I am trying to use pip to install libraries into a Python virtualenv, which resides on an AWS EMR master node. For some reason, sudo pip works fine, but non-sudo pip silently fails.
Some background:
- I am launching an EMR cluster with version emr-5.19.0.
- I am SSHing into the master node, which uses Amazon Linux AMI 2018.03.
- By default, this OS has both Python 2.7 and 3.4 installed.
- I created a new virtualenv, based on the already-installed Python 3.4.

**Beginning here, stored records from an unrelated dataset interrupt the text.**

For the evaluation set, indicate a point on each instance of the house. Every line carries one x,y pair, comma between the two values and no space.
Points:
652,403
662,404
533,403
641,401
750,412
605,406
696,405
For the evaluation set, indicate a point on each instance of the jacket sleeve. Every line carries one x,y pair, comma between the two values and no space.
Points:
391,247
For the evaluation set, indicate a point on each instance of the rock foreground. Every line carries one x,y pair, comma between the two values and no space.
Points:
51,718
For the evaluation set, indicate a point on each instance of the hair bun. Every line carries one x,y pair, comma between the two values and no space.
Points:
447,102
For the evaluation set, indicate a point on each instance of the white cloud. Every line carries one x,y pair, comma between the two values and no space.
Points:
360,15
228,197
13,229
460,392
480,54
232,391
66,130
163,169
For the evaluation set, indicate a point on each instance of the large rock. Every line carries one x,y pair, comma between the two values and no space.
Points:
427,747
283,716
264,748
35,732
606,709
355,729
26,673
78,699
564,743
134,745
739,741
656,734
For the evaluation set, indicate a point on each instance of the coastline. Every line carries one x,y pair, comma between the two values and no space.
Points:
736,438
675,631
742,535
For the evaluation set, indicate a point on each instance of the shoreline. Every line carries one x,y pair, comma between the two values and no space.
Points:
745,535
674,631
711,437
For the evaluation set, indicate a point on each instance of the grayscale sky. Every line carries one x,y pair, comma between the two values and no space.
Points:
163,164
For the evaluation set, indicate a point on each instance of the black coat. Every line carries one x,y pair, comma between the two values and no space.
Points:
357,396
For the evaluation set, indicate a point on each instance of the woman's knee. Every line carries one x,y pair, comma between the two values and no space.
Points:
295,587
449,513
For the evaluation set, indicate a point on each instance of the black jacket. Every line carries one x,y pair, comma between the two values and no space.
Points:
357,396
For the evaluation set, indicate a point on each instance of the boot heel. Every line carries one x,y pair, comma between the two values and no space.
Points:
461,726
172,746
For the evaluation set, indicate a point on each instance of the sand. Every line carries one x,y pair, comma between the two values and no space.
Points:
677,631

- I activated my new virtualenv, and verified that all paths point to my venv installation (not to the global Python installation), e.g.
which python
,which pip
all look correct.
So, I create and activate my virtualenv as follows:
cd /home/ec2-user/my_app
virtualenv --python=python3.4 venv
source venv/bin/activate
This works. Next, I try to install a sample library as follows:
pip install numpy
The output is:
Collecting numpy
Installing collected packages: numpy
Successfully installed numpy-1.16.0
However, despite the output claiming success, import numpy
produces an import error, and numpy doesn't show up in pip list
or pip freeze
. I have even drilled into path/to/venv/lib/python3.4/dist-packages
and verified no numpy
directory gets created.
Sadly, this does work:
sudo path/to/venv/bin/pip install numpy
The problem is: I don't want to use sudo, because that would defy best practices. However, it seems like most people are using sudo for this task (examples here and here), so perhaps this is just a requirement in an EMR environment?
Note: This issue only happens for some libraries. For instance, pyspark and geocoder install fine, but numpy and pandas silently fail.